A shopping spree on Tesco shares came to a halt this week as investors waited for boss Dave Lewis to set out his stall at next week’s prelims.

Impressed by Lewis’s early action in the face of disasters such as the accounting controversy, buyers have taken a gamble on the giant grocer.

From 188p at the beginning of January Tesco’s stock reached 251p earlier this month.

It has since fallen back to just under 243p at the time of writing.

There was a decline at the start of this week as worries such as potential writedowns and the scale of Tesco’s pension deficit spooked the City.

But important as such concerns may be – and strengthening the balance sheet is one of Lewis’s three big priorities - restoring Tesco’s fortunes will in the end depend upon whether it can reignite the retailing verve that powered its stellar ascent in the first place.
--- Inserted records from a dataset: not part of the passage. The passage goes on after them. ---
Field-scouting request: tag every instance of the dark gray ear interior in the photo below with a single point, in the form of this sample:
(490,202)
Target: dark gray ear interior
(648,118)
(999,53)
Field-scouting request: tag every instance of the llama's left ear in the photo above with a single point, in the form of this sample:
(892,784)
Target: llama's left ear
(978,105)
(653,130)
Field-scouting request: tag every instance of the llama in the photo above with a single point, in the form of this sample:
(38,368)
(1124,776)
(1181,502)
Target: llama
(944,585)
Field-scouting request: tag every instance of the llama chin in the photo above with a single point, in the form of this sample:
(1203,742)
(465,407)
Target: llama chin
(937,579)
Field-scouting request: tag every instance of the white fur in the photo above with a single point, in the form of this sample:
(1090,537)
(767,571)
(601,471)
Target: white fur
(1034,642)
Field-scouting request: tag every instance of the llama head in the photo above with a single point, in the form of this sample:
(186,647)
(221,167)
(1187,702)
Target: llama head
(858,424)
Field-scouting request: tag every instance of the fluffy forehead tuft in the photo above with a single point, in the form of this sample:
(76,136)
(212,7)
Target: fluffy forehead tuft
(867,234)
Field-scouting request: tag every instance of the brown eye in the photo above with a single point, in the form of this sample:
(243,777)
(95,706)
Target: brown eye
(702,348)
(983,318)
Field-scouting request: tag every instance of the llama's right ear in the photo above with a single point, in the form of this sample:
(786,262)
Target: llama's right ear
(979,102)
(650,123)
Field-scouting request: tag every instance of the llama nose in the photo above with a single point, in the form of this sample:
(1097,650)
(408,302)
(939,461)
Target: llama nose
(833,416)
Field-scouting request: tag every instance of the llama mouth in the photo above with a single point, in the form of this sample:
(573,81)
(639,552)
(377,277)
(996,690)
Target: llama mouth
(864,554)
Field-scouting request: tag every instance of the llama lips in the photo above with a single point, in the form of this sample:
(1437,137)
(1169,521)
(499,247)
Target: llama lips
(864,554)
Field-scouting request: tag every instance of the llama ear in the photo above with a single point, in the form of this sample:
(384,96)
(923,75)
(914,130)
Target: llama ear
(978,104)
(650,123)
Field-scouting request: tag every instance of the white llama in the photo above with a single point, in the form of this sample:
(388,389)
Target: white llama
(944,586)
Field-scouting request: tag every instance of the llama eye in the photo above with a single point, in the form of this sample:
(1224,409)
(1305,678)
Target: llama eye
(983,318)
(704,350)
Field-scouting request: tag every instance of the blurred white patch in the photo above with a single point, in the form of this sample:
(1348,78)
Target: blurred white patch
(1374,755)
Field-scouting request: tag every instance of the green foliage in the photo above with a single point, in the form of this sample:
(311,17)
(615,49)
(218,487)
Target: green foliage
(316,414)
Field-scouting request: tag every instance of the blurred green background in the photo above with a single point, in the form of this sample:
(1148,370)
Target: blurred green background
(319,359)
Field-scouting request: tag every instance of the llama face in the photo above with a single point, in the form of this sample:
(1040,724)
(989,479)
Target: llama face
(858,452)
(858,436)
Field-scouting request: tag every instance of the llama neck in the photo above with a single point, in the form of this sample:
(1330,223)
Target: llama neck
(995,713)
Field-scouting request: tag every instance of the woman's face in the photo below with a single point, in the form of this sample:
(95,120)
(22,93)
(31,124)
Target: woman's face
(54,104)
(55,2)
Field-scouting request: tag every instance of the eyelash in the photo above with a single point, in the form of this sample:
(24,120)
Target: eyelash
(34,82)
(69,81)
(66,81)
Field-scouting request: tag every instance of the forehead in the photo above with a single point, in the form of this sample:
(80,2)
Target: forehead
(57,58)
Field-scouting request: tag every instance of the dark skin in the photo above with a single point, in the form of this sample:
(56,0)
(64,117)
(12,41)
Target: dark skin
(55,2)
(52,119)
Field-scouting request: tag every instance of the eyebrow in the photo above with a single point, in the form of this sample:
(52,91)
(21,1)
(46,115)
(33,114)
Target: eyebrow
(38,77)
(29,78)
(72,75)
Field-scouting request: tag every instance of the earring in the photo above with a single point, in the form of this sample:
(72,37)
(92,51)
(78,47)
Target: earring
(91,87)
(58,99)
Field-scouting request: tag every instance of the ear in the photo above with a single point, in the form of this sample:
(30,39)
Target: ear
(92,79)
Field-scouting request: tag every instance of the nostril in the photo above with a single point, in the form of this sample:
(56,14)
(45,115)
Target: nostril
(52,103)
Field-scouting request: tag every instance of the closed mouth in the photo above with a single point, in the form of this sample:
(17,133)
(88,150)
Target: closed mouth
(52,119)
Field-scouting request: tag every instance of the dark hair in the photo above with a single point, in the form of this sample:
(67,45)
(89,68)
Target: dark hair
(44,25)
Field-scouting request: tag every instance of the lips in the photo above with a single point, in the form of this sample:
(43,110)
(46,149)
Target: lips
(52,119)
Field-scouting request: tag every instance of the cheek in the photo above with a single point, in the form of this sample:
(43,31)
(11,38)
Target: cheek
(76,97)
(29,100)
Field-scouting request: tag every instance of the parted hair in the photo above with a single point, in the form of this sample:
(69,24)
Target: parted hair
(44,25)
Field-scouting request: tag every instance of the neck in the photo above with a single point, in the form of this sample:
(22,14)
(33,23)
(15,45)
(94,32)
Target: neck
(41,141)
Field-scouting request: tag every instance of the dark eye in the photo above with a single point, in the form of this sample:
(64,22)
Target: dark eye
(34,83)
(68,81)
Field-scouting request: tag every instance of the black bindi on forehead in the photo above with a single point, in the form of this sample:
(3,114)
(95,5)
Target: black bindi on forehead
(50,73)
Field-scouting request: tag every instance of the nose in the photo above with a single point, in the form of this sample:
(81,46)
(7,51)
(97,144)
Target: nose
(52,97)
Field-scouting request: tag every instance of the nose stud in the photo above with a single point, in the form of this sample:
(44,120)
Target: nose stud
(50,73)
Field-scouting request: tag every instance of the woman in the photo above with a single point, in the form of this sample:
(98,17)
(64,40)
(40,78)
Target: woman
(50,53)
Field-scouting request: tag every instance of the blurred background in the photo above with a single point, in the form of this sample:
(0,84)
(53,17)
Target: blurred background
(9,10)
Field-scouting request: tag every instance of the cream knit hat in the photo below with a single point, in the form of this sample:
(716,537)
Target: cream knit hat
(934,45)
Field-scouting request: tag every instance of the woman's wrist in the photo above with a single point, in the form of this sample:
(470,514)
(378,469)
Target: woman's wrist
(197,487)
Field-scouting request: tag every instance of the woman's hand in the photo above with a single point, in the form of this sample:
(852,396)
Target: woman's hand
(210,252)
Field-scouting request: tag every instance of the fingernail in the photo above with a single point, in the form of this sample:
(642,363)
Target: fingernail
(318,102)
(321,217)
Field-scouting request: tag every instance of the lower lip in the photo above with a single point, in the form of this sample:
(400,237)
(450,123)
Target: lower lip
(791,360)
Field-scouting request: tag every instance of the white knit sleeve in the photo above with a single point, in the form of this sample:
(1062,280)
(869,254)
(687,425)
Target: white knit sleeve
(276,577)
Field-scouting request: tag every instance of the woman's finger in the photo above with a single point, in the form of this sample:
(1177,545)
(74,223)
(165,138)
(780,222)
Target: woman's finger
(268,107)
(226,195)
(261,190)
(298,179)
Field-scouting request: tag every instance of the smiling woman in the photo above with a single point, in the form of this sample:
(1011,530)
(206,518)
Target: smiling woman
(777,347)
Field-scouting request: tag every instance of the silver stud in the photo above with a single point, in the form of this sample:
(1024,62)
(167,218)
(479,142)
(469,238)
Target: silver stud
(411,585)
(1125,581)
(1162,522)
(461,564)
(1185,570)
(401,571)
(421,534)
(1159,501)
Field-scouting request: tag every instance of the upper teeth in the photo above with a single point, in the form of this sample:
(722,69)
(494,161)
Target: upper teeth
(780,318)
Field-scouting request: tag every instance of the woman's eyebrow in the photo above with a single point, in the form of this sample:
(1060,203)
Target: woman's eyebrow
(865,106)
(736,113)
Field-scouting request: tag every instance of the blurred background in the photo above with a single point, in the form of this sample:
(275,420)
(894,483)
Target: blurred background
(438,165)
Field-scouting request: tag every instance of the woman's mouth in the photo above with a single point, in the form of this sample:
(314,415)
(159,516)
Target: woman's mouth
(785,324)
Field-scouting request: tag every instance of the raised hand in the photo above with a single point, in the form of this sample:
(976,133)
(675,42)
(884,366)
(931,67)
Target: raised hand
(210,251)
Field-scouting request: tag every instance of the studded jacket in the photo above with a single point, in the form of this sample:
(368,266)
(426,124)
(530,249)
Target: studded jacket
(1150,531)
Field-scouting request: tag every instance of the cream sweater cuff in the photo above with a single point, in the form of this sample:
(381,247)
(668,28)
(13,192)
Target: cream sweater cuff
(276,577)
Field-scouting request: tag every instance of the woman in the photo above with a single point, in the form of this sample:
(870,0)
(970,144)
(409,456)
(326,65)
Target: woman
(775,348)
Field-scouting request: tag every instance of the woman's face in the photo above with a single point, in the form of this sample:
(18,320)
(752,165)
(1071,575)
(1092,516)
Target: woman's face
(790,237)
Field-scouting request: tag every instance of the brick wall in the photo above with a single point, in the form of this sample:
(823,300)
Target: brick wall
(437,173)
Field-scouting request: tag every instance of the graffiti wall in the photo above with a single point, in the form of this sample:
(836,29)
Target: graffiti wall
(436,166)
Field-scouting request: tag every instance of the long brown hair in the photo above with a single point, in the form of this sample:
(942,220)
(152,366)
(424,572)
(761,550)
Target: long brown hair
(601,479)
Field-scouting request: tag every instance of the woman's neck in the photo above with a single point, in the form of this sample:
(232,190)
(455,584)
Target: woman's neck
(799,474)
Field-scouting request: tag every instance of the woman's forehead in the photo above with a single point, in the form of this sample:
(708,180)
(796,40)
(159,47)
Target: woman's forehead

Priority number one is improving Tesco’s competitiveness in its core domestic market.

There are some reasons to be cautiously cheerful about progress so far.

The retailer has cut prices and communicated the shift clearly in-store.

Range rationalisation is underway, scaling back on the overabundance of similar product and devoting more shelf space to the most popular lines.

There have been efforts to improve availability and an emphasis on customer-facing roles and responsibilities in shops rather than processes and back-office duties.

When Tesco last updated in January, there were signs that the changes were starting to have an effect.

There was, for instance, like-for-like volume growth in fresh food for the first time in five years.

Next week’s finals would certainly not make the grade as Tesco Finest.

But if, at the retail level, there are signs that the under-pressure grocer’s shelf life is being extended, that should give greater confidence that other challenges can be successfully addressed too.